Ian McKellen continues to experiment in this dance version of Hamlet, but despite good moments this is a stiff and overwrought production
The Edinburgh Fringe has hosted musical versions of Hamlet, bouncy-castle Hamlets, Shit-Faced Hamlets. Now Ian McKellen and choreographer Peter Schaufuss collaborate to make a song and dance about Shakespeare’s play.
You have to admire the ever-game McKellen and his willingness to keep experimenting at the age of 83, but although bold it’s a misconceived hybrid. It’s not helped by a venue – for several glorious years home to the visual and physical theatre programme of Aurora Nova – which is not blessed with the soundest acoustics. Throw in some musical underscoring and the great McKellen’s contributions often lack the sweet clarity we expect and love.
It’s a pity because Hamlet is often talked about as a man in two minds, and here that is made physically manifest. Johan Christensen dances Hamlet and McKellen speaks some of drama’s most famous lines. It’s an interesting idea, with the two often wandering the stage like conjoined twins then separating and coming together like mercury.
There are moments when Christensen’s floppy-haired youth and McKellen’s gnarled old age create a kind of double vision, a ghosting. That’s interesting in a play full of ghosts, featuring a prince who will never grow old. When Christensen’s prince violently rejects Ophelia (Katie Rose), the older version of himself comforts her with a wistful tenderness. McKellen speaks “to be or not to be” directly to his alter-ego. Often the older Hamlet appears to be observing his other self with a kind of sorrow.
So far so interesting, and there are other good moments and ideas at work here too. Rosencrantz and Guildenstern are a comic double act, a bit like Tweedledum and Tweedledee. Obvious, but quite fun. When Hamlet feigns madness, the pair don Pierrot-inspired costumes like a couple of gleeful clowns. Occasionally the choreography sparks into full-blown life: a duet between Hamlet and Ophelia is a pretty good expression of dance as a vertical manifestation of perpendicular desire.

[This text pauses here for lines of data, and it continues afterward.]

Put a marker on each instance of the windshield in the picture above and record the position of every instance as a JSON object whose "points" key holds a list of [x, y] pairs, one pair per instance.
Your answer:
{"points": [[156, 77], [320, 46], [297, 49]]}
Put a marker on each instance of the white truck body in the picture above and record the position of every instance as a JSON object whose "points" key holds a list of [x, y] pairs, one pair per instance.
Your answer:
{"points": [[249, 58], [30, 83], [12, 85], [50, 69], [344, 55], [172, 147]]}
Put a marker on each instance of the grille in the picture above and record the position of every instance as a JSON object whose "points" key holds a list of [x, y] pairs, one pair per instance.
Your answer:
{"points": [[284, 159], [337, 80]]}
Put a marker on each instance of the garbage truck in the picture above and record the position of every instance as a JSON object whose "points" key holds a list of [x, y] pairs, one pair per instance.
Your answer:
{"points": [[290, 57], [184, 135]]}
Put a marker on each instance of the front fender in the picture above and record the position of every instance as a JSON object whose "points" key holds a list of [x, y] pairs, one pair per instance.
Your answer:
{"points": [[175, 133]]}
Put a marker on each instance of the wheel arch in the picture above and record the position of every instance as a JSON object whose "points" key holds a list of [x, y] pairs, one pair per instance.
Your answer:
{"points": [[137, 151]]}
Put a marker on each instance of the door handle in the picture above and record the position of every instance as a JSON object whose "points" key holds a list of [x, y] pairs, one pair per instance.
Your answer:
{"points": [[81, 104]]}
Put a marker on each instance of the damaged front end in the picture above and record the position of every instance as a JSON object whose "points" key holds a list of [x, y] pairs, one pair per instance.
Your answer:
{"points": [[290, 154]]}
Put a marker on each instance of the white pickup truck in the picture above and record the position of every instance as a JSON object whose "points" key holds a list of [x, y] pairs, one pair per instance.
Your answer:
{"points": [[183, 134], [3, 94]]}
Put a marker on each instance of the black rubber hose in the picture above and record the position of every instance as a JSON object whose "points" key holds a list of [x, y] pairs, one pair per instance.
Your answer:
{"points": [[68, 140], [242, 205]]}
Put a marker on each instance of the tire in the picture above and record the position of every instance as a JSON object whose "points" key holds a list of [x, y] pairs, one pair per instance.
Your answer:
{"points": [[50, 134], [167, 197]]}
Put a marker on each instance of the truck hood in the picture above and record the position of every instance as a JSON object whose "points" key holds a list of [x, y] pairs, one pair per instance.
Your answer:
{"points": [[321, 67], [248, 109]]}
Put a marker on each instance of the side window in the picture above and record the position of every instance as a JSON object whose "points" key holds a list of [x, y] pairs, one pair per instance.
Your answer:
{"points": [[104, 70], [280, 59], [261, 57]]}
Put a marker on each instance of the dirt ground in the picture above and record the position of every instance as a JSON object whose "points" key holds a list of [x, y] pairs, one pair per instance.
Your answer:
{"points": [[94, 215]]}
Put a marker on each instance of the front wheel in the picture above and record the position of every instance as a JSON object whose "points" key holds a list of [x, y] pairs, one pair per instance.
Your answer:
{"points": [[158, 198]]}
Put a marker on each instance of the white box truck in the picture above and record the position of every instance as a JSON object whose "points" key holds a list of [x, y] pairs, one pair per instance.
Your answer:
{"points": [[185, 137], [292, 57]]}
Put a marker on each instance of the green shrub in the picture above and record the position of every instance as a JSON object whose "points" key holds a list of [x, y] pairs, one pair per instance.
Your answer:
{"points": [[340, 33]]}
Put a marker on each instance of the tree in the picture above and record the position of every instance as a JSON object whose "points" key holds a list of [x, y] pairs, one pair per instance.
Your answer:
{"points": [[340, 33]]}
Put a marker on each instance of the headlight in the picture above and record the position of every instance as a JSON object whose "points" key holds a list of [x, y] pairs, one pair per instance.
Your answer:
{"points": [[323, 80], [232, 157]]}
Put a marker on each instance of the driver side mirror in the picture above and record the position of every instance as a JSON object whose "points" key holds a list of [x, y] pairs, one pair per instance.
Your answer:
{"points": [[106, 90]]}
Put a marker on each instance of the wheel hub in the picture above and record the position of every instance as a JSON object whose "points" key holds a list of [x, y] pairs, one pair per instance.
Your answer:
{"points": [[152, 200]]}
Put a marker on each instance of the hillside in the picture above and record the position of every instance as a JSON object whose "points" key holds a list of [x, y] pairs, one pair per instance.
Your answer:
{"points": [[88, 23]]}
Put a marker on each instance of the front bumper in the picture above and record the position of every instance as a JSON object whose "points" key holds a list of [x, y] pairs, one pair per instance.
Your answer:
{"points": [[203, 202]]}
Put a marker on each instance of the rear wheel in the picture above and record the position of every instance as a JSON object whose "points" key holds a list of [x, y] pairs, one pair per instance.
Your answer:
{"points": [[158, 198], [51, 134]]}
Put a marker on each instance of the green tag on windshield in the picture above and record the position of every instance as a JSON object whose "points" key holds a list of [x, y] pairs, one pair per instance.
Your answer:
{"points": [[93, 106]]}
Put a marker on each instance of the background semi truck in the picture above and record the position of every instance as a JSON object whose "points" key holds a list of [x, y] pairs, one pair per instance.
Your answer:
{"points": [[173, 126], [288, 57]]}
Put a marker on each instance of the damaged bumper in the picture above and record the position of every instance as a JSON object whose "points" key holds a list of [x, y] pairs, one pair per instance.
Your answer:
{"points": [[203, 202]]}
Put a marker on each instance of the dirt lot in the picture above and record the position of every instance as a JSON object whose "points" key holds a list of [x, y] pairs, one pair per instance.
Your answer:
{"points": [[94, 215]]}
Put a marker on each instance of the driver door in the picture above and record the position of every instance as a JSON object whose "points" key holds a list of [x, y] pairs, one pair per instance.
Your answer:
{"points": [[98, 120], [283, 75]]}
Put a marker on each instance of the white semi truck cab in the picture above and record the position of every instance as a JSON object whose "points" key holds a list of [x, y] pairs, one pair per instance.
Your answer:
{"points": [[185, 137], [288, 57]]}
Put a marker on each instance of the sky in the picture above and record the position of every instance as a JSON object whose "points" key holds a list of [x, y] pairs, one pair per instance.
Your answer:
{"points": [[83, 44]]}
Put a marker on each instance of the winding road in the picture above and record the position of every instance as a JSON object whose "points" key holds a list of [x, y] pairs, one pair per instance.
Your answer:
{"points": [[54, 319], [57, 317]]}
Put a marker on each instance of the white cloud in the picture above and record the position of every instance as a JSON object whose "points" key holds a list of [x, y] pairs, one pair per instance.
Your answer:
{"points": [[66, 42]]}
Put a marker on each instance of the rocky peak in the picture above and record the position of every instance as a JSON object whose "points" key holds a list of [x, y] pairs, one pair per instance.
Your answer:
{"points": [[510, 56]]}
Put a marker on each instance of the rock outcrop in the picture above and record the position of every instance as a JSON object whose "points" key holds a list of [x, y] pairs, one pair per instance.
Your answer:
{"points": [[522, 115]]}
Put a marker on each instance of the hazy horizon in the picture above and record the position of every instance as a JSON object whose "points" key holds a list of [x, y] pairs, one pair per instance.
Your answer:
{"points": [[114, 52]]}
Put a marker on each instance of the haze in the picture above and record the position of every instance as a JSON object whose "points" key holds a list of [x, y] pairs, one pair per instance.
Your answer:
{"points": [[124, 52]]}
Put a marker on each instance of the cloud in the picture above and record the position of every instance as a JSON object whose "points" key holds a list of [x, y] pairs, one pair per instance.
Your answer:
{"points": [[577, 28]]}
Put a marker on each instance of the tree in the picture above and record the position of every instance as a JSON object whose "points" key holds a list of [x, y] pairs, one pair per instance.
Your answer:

But too often the choreography feels like an earnest illustration of the play, sometimes the pageantry of the staging makes it feel stiff and overwrought, and the way it presents the sexual politics – Ophelia is the virginal figure of Millais’ painting; Gertrude (Caroline Rees) a bit of a vamp in a split, thigh-length red dress; Horatio is so inoffensively wholesome you could dunk him in your tea and eat him – seems stuck in the mid-20th century.
Anyone staging a classic play, in whatever form, needs to ask themselves the question: why this play and why now? Nobody has done that here. It’s a reminder that a concept alone, however clever, is never enough. You have to have something to say if the play is going to speak to us. Here it barely whimpers.